Li Shang was the kind of man who would fight and die in order to protect what was important to him. He began fighting the Huns because it was important to him that these merciless barbarians were kept from terrorizing China. And by the end of the movie, Mulan had become important to him, so we know Shang was someone who would fight and die for her if she ever needed protecting. 

That is sexy. That is the kind of man women want and fantasize about. 

And this man was also an Asian male. Captain Li Shang’s character does more for the Asian male image than any "representation of diversity" ever will. Li Shang is universally sexy to women of all races and nationalities. We wanted Mulan not only to save China but end up with the man who, when she was accused of shaming her country and family, stood up for her and called her a hero. So imagine our collective disappointment when we heard the news that he's been canned.

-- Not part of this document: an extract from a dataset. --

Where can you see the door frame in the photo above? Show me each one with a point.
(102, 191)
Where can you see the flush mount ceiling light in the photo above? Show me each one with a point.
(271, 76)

Li Shang Cancelled for Being Toxic? 

In explaining the reasons for getting rid of Li Shang, producer Jason Reed said, "I think particularly in the time of the #MeToo movement, having a commanding officer that is also the sexual love interest was very uncomfortable and we didn't think it was appropriate."

Uhh, what? When exactly had Li Shang ever acted inappropriately in the movie? Besides the fact that there wasn’t any indication of him being toxic, anyone who knows anything about Chinese culture knows how sexually restrained the men are. 

Chinese culture has always viewed overt sexuality as undesirable. Because of that, we were discouraged from being too forward about any sexual attraction to the point of almost comical repression and baffling unawareness regarding sex. Remember the scene at the end where Mulan wanted Shang to make a move, and he replied with “You fight good.”?  

No More Strictly Platonic Friendships between the Sexes

Something else which occurred to me about the rewriting of Mulan’s love interest as her co-conscript (instead of her captain) was how it ruptures the idea of platonic friendships between the sexes. The original Mulan showed me how male-female friendship was possible when the question of sexual attractiveness was removed from the equation. 

Mulan was not sexually attracted to her battle buddies Yao, Ling, and Chien Po. But with the new love interest being made "just one of the guys", I'm curious to see how they differentiate her relationship with her love interest from those of her other male friends. At least with Shang, she saw herself as being sexually interested in him because he inspired her. With the other three guys, however, she feels no sexual interest since she views them as her equal, and therefore is able to maintain a friendship with them. 

It’s good and natural to be attracted to people who possess qualities you admire and aspire to obtain yourself.

I'm in the camp where you're supposed to be attracted to those who are better than you. It’s good and natural to be attracted to people who possess qualities you admire and aspire to obtain yourself. It's the whole reason why the term "my better half" was coined to describe the person we love.

Closing Thoughts

I can safely say, if there is one thing my Asian sisters would like, it’s to have more depictions of Asian men like Li Shang in Western cinema. So it was honestly heartbreaking to hear how he's been cancelled. There goes our dream of seeing that strong, confident, and heroic captain in the flesh.

But it’s too late now to change anything about the Mulan live-action remake because the movie is hitting cinemas at the end of March. I still wish the best for the movie. I enjoyed the trailer – it does look like an adequately made kung-fu movie you can find everywhere else in Asian cinema. I’m just sad that it won’t have the same Disney magic that the original movie had.